A good deal of attention has been paid to Harry Worcester Smith (1865-1945) at NSLM lately. NSLM holds an archive collection of Worcester Smith’s papers, and has several photographs of him, including an image of him hunting in Loudoun County, Virginia in 1910.
Who was Harry Worcester Smith? A textile magnate from Massachusetts, Harry took it as his mission to promote sport in America. He was gifted with a magnetic personality, often crossing the line between confident and brash.
Worcester Smith learned to love the outdoors as a boy, during long walks with his father. He was an avid rider, participating in horse shows and steeplechase races before accepting an invitation to hunt fox with a friend. The experience turned him into a fanatical fox hunter, and he spent the rest of his life in the promotion of the sport he loved.
As MFH of the Grafton Hounds in Massachusetts, Worcester Smith was a dedicated proponent of the American foxhound as a superior hunter to the traditional English hound. The point, debated at length, culminated in the “Great Hound Match of 1905,” a competition to lay the question to rest at last. Worcester Smith represented the American hounds, and Alexander Henry Higginson, Master of the Middlesex Hunt in Massachusetts, represented the English hounds.
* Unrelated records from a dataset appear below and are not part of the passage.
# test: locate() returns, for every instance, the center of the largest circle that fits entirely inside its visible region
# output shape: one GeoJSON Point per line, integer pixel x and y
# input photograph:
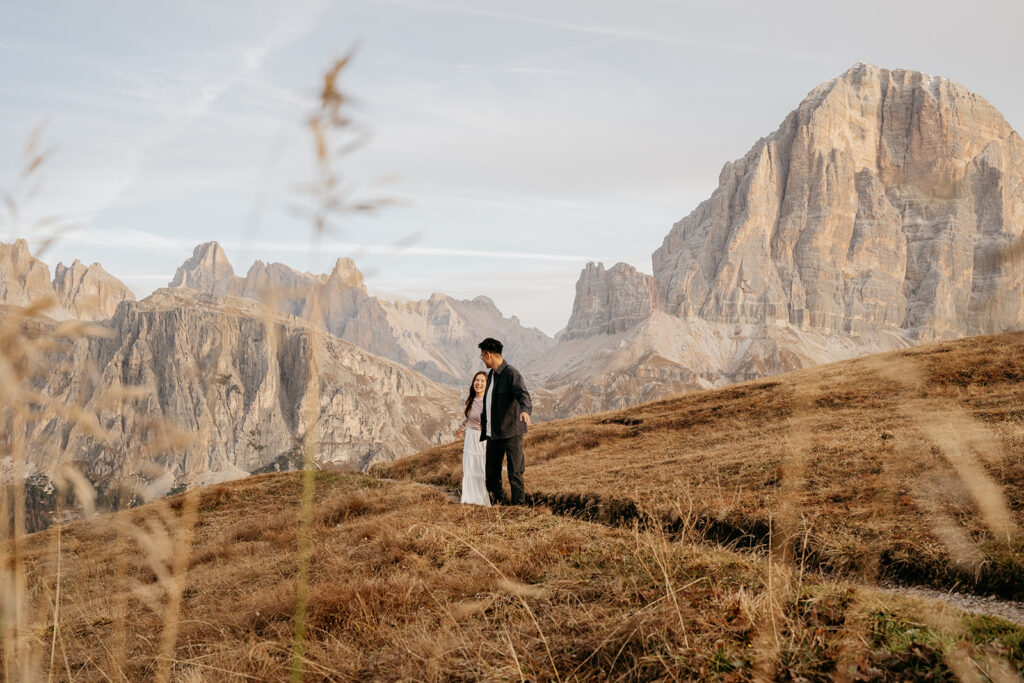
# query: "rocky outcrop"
{"type": "Point", "coordinates": [875, 206]}
{"type": "Point", "coordinates": [80, 292]}
{"type": "Point", "coordinates": [436, 337]}
{"type": "Point", "coordinates": [207, 270]}
{"type": "Point", "coordinates": [610, 301]}
{"type": "Point", "coordinates": [89, 293]}
{"type": "Point", "coordinates": [24, 279]}
{"type": "Point", "coordinates": [192, 388]}
{"type": "Point", "coordinates": [871, 219]}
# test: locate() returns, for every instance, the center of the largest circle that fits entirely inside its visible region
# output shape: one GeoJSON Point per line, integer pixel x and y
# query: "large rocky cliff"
{"type": "Point", "coordinates": [875, 206]}
{"type": "Point", "coordinates": [192, 388]}
{"type": "Point", "coordinates": [871, 219]}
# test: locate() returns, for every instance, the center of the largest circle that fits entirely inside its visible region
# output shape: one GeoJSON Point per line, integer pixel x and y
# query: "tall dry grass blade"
{"type": "Point", "coordinates": [522, 600]}
{"type": "Point", "coordinates": [311, 410]}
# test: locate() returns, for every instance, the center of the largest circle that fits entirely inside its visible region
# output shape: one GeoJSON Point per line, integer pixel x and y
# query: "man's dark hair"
{"type": "Point", "coordinates": [492, 345]}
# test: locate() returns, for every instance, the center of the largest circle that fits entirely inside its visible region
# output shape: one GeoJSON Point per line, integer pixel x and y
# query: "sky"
{"type": "Point", "coordinates": [512, 142]}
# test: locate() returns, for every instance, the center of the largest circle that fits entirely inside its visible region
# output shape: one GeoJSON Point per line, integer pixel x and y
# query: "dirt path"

The match, hunted in Loudoun and Fauquier Counties, established Virginia as excellent hunting territory and several hunts were founded or moved to Virginia soon after. To learn more about the competition (and to find out who won the match), you can read a new book, The Great Hound Match of 1905 by Martha Wolfe, John H. Daniels Research Fellow. Even better, come visit us this Sunday, November 8 at 2:00 p.m. and get Martha to sign a copy for you! Click here for the full day’s activities, or contact us to reserve your spot.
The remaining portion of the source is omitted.